Le gouvernement du Transvaal accepte de ne conclure aucun traité ou engagement avec aucune nation étrangère autre que l’État libre d’Orange, ni avec aucune tribu indigène située à l’est ou à l’ouest de la République, sans l’approbation du gouvernement de la Reine, étant entendu que cette approbation sera considérée comme accordée si, dans un délai de six mois à partir de la signature du traité, Sa Majesté Britannique n’a pas fait connaître que le dit traité était en désaccord avec les intérêts de l’Angleterre ou d’une de ses colonies de l’Afrique du Sud. »

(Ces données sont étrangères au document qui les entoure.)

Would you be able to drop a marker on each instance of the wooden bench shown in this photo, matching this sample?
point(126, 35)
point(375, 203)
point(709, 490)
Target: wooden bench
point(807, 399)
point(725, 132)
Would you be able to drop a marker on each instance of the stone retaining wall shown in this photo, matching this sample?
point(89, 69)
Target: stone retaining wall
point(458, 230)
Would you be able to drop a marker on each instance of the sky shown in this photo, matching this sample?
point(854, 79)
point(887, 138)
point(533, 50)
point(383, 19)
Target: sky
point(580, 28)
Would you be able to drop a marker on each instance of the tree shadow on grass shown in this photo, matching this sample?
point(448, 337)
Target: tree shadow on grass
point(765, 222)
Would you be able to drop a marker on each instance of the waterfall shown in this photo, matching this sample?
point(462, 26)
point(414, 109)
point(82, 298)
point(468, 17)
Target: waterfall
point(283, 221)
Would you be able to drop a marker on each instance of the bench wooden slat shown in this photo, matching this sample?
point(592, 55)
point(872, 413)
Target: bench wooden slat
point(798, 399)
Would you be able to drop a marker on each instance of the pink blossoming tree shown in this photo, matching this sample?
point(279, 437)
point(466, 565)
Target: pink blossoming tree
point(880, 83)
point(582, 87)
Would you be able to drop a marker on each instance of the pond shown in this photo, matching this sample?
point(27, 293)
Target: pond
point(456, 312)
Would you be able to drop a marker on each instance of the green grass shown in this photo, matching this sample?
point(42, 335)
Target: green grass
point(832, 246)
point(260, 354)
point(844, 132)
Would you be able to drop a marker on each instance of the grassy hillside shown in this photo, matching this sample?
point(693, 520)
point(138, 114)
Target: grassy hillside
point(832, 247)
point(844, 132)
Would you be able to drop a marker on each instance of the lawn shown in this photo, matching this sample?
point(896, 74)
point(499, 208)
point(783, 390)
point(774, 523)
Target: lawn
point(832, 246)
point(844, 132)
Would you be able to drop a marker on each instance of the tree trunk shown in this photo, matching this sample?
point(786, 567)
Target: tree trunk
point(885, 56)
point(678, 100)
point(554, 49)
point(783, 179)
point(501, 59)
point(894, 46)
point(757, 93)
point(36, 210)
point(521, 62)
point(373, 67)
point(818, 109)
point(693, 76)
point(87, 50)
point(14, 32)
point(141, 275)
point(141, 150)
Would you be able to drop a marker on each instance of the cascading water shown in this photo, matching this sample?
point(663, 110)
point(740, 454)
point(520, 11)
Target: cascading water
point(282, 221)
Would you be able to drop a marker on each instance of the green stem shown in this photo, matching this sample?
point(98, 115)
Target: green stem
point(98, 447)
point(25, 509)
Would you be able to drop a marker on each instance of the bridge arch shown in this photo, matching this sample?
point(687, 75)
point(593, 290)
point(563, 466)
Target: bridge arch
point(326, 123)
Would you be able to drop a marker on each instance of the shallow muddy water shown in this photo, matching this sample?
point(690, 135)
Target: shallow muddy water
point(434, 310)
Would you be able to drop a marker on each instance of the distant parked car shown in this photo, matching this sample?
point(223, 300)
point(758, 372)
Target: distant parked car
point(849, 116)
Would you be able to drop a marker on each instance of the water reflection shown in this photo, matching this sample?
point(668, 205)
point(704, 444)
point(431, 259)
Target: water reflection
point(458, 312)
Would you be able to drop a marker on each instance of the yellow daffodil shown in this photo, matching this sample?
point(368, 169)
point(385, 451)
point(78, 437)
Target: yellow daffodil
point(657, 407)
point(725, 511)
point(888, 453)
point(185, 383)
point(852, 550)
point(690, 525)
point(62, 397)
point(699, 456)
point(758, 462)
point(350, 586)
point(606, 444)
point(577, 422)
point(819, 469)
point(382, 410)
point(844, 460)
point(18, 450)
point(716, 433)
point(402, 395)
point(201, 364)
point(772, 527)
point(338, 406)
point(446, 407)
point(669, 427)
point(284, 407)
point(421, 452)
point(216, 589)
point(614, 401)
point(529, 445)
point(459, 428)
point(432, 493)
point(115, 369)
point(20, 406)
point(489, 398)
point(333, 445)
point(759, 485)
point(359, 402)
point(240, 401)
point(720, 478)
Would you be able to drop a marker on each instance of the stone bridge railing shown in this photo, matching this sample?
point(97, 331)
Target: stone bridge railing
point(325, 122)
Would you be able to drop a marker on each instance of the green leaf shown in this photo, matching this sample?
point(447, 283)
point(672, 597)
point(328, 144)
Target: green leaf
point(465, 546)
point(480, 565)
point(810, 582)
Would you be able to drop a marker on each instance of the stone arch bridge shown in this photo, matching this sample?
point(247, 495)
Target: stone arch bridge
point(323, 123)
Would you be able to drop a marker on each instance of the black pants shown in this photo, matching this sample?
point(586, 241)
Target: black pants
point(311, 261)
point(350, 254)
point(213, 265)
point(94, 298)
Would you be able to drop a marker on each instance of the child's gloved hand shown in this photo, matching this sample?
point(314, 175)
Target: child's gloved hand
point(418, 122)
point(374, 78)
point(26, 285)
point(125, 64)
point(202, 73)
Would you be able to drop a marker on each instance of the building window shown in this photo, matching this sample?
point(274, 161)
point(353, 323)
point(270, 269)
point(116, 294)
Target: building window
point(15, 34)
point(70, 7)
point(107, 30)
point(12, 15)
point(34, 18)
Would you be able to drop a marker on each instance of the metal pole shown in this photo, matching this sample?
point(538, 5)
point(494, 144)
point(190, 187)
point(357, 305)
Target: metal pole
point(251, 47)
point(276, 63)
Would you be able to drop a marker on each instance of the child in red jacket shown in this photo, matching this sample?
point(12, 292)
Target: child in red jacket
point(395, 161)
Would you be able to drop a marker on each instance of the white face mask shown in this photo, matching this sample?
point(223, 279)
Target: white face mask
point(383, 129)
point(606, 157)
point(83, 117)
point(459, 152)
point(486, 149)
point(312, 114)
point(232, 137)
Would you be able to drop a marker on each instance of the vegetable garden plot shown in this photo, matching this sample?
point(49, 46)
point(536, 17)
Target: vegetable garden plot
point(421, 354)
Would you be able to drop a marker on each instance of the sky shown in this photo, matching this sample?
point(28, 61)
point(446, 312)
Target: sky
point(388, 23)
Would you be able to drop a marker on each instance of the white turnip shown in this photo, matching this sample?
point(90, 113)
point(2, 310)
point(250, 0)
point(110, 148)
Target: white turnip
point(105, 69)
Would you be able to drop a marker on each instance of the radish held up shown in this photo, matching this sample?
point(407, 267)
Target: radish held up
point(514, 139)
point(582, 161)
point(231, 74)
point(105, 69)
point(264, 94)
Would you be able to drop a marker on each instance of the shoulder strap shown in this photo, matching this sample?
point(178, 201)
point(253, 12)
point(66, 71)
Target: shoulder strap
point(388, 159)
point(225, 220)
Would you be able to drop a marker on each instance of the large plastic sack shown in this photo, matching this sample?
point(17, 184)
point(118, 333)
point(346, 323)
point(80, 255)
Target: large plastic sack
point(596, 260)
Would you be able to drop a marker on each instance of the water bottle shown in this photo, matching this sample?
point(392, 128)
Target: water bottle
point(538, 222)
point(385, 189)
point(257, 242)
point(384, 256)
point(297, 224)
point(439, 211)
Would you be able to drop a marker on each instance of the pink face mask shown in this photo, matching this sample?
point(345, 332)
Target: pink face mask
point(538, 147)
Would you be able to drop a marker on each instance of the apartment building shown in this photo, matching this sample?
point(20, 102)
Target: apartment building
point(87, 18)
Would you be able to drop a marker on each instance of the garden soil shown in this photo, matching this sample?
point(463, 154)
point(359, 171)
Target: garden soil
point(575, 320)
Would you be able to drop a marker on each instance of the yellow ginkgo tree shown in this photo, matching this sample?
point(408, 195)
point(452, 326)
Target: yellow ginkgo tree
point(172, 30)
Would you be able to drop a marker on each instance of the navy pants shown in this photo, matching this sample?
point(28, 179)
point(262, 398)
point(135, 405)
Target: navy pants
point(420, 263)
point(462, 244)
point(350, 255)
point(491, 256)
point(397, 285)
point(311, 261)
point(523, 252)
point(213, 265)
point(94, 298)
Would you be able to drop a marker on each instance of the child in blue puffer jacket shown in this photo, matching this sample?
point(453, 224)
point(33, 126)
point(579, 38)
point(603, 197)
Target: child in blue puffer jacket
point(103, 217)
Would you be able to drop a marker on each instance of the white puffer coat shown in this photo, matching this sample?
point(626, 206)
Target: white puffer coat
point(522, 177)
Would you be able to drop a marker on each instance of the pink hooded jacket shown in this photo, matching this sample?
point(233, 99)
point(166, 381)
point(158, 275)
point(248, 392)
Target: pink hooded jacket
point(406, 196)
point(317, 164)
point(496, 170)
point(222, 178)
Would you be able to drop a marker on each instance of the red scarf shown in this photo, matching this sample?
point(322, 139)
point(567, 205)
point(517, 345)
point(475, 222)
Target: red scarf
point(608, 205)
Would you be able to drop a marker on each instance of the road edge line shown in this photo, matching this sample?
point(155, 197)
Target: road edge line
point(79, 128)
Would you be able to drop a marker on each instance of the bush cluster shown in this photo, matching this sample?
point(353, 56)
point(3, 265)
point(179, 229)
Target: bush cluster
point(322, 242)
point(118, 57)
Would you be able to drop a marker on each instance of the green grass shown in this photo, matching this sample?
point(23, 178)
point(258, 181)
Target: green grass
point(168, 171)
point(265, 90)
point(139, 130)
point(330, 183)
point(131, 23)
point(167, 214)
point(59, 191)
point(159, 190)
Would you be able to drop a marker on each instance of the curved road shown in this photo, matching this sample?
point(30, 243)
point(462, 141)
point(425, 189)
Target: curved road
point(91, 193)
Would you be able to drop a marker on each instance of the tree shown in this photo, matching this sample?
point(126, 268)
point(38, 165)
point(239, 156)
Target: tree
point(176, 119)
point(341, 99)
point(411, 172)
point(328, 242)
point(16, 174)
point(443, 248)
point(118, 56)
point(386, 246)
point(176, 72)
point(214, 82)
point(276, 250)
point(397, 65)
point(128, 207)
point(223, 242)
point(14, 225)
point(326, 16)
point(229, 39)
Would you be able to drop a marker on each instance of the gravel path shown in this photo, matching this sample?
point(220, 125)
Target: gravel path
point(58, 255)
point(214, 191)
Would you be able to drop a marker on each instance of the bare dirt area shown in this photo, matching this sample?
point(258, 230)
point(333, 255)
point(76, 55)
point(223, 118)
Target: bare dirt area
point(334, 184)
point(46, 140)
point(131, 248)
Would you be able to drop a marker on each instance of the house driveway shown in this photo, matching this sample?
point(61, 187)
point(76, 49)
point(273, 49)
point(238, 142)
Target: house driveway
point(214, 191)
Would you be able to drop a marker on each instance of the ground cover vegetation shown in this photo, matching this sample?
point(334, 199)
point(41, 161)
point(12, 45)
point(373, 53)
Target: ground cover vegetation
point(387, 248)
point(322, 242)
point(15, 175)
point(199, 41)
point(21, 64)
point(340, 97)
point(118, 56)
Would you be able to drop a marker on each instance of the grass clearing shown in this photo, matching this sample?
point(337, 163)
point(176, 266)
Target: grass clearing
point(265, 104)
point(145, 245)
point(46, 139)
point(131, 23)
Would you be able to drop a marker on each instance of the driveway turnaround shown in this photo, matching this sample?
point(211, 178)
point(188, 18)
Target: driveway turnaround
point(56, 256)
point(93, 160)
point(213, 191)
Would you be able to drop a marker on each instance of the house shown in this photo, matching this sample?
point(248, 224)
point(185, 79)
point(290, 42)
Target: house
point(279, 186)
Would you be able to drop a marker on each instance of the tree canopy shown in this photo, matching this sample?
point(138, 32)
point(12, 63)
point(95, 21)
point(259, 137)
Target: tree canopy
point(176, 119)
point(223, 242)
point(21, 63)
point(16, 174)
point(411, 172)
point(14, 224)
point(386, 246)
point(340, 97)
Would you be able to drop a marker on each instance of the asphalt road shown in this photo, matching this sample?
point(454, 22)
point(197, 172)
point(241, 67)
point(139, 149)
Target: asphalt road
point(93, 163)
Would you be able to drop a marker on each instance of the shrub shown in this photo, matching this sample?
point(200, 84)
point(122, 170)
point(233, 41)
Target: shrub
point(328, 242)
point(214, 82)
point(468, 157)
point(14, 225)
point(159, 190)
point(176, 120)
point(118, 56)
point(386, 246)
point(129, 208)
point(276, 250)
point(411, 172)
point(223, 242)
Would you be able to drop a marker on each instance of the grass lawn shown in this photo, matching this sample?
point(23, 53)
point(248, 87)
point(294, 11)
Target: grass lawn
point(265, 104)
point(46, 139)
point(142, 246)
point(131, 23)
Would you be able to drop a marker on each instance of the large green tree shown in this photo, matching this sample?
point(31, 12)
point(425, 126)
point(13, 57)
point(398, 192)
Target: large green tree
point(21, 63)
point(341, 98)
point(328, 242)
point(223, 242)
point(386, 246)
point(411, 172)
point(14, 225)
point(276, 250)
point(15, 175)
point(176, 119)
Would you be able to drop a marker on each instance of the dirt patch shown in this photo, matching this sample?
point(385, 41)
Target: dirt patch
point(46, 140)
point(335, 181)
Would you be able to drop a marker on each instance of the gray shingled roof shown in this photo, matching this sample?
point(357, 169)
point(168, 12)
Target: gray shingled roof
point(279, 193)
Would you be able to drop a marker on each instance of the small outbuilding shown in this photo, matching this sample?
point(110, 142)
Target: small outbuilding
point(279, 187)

Il résulte clairement du texte que le Transvaal négocie lui-même ses traités ; a le droit d’avoir une représentation diplomatique à l’étranger ; et que l’Angleterre n’a qu’un droit de veto. Ce n’est pas un protectorat, puisque le Royaume-Uni ne représente pas la République dans ses relations extérieures. Bien moins encore y a-t-il une comparaison à établir entre ce qu’est le Transvaal et ce que serait l’Irlande après le home rule, comme le prétendait récemment lord Salisbury. Le Transvaal est indépendant, la proclamation même du Haut Commissaire au sujet de l’invasion de Jameson s’exprimait ainsi : « Attendu que c’est mon désir de respecter l’indépendance de la République sud-africaine... » ; toute intervention de l’Angleterre dans les affaires intérieures de cet État, toute entrée de troupes britanniques sur son territoire serait une violation des traités à laquelle les puissances étrangères auraient le droit et le devoir de s’opposer. Il est probable d’ailleurs qu’aucune nouvelle tentative de ce genre ne se produira. La fermeté avec laquelle M. Chamberlain a su arrêter net le docteur Jameson et ses flibustiers montre que le gouvernement anglais se rend compte des désastreuses conséquences qu’aurait dans l’Afrique du Sud, sinon en Europe, une nouvelle agression contre le Transvaal.


PIERRE LEROY-BEAULIEU.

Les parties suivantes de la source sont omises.